Dlg Exhibitions & Events' P/S ratio would be typical for a company that's expected to deliver very strong growth, and importantly, perform much better than the industry.
Retrospectively, the last year delivered an exceptional 183% gain to the company's top line. However, this wasn't enough as the latest three year period has seen the company endure a nasty 17% drop in revenue in aggregate. Therefore, it's fair to say the revenue growth recently has been undesirable for the company.
Turning to the outlook, the next year should bring diminished returns, with revenue decreasing 1.4% as estimated by the lone analyst watching the company. With the industry predicted to deliver 17% growth, that's a disappointing outcome.
With this information, we find it concerning that Dlg Exhibitions & Events is trading at a P/S higher than the industry.
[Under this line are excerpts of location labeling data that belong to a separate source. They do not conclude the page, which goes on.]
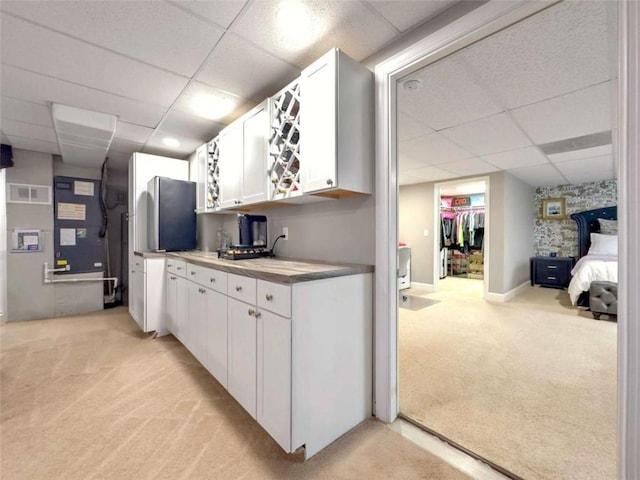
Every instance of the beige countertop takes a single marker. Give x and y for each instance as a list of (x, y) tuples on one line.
[(280, 270)]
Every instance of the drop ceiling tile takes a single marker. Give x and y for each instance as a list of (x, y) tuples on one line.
[(181, 124), (223, 107), (33, 144), (433, 149), (186, 147), (559, 50), (523, 157), (573, 115), (470, 166), (29, 112), (404, 15), (18, 83), (132, 132), (125, 146), (429, 174), (240, 67), (409, 127), (584, 165), (144, 30), (15, 128), (448, 96), (539, 175), (44, 51), (584, 153), (355, 28), (220, 12), (494, 134)]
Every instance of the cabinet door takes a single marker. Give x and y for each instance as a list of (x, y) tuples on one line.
[(216, 337), (182, 308), (318, 124), (195, 324), (274, 377), (172, 300), (242, 354), (254, 167), (230, 162)]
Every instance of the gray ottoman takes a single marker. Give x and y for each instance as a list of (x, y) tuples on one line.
[(603, 298)]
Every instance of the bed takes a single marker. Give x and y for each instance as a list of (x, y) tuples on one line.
[(601, 264)]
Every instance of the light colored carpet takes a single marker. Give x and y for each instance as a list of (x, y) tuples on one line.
[(529, 384), (91, 397)]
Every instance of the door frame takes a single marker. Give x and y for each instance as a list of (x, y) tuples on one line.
[(487, 228), (479, 23)]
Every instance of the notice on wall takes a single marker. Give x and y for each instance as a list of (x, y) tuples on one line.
[(83, 188), (72, 211), (67, 237)]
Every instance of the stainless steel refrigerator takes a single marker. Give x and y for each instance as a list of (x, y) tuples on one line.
[(172, 214)]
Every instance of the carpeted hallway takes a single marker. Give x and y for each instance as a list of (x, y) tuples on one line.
[(91, 397), (529, 384)]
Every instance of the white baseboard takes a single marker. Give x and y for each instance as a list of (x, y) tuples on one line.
[(505, 297), (423, 286)]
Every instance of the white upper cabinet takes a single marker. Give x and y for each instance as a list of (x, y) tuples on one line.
[(336, 126)]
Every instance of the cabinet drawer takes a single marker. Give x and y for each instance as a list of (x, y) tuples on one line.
[(177, 267), (242, 288), (274, 297), (208, 277)]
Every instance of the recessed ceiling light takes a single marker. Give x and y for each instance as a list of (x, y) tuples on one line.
[(171, 142), (294, 20), (212, 107)]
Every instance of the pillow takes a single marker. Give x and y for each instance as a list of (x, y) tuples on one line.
[(603, 244), (608, 227)]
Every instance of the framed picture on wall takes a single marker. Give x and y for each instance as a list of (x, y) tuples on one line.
[(554, 208)]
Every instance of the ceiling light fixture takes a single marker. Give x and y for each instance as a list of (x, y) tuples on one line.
[(171, 142)]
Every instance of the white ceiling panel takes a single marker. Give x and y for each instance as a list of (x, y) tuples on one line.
[(603, 163), (18, 83), (125, 146), (187, 145), (470, 166), (29, 112), (559, 50), (144, 30), (448, 96), (572, 115), (238, 66), (428, 174), (220, 12), (190, 126), (497, 133), (28, 130), (409, 127), (523, 157), (404, 15), (220, 106), (539, 176), (132, 132), (59, 56), (579, 154), (33, 144), (355, 28), (433, 149)]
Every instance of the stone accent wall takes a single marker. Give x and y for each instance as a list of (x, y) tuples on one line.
[(562, 235)]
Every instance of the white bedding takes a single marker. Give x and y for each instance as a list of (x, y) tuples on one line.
[(592, 268)]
Apparently many investors in the company reject the analyst cohort's pessimism and aren't willing to let go of their stock at any price. Only the boldest would assume these prices are sustainable as these declining revenues are likely to weigh heavily on the share price eventually.
The Key Takeaway
We'd say the price-to-sales ratio's power isn't primarily as a valuation instrument but rather to gauge current investor sentiment and future expectations.
For a company with revenues that are set to decline in the context of a growing industry, Dlg Exhibitions & Events' P/S is much higher than we would've anticipated. In cases like this where we see revenue decline on the horizon, we suspect the share price is at risk of following suit, bringing back the high P/S into the realms of suitability. At these price levels, investors should remain cautious, particularly if things don't improve.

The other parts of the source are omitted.